Ce n’est sans doute pas un hasard si la Cour de cassation nous informe qu’elle entend faire le job en statuant « rapidement » sur les pourvois (art 567 ss CPP ) relatifs notamment aux détentions provisoires / mandats d’arrêt européens, en traitant les demandes de transmission de questions prioritaires de constitutionnalité (QPC) au Conseil Constitutionnel5 et enfin, en répondant aux demandes d’avis. Sauf que, en application de l’article 706-64 CPP, les questions en matière de détention provisoire sont exclues desdites demandes d’avis…
Dans une tribune au Monde du 10 avril dernier, le professeur Nicolas Molfessis évoquait le risque de « far West » juridique dans une situation inédite où le besoin de droit est encore plus fort.
Gageons que le far West pénal pourra être «confiné » à de justes proportions grâce au travail des juges et des chefs de juridiction sous la vigilante « attention » des avocats.
(1) Quand la détention provisoire devient un internement administratif, 6 avril 2020, R LETTERON.

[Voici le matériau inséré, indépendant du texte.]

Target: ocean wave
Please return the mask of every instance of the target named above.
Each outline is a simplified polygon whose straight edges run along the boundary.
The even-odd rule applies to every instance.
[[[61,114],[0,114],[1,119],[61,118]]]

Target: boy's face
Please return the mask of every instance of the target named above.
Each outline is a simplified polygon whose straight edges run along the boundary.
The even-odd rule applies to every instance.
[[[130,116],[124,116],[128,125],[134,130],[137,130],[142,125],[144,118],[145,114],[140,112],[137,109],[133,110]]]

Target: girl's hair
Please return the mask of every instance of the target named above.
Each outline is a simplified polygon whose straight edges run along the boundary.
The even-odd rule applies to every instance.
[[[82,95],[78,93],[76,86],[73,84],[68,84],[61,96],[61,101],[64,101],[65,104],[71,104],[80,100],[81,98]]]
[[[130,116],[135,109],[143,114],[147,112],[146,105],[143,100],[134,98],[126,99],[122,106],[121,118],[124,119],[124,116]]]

(2) Arrêté du 14 mars 2020; Circ. du 14 mars 2020 relative à l’adaptation de l’activité pénale et civile des juridictions aux mesures de prévention et de lutte contre la pandémie Covid-19.
(3) Dalloz actu 9 avril 2020 « La prorogation de la détention provisoire, de plein droit et hors du droit » JB Perrier ; Le Monde 4 avril 2020 « Coronavirus : le Conseil d’État valide la prolongation de la détention provisoire sans juge » JB Jacquin ; La Croix, 9 avril 2020, « Coronavirus : l’allongement de la détention provisoire inquiète les magistrats » Ludovic Séré ; Dalloz actu 21 mars 2020 : Procédure pénale et principe de réalité : covid de sens ? ; Dalloz actu 17 mars 2020 : La justice pénale française en état d’urgence sanitaire.
(4) Nécessité ou non d’un débat devant le JLD pour les détentions en cours ou les saisines déjà opérées et nature de la décision rendue dans ce cadre; application aux détentions en cours ou aux seules détentions « in fine » des prolongations de délais ; nature et recours contre les écrits de toute nature par lesquels les juges d’instruction font savoir qu’ils ne saisiront pas le JLD en application de l’article 16 de l’ordonnance, consistance de la « sur motivation de l’article 145-3 CPP, notion de « délai raisonnable », etc.).
(5) La Cour de cassation est déjà saisie, au 9 avril 2020, de 2 QPC relatives aux nouvelles infractions de non-respect du confinement.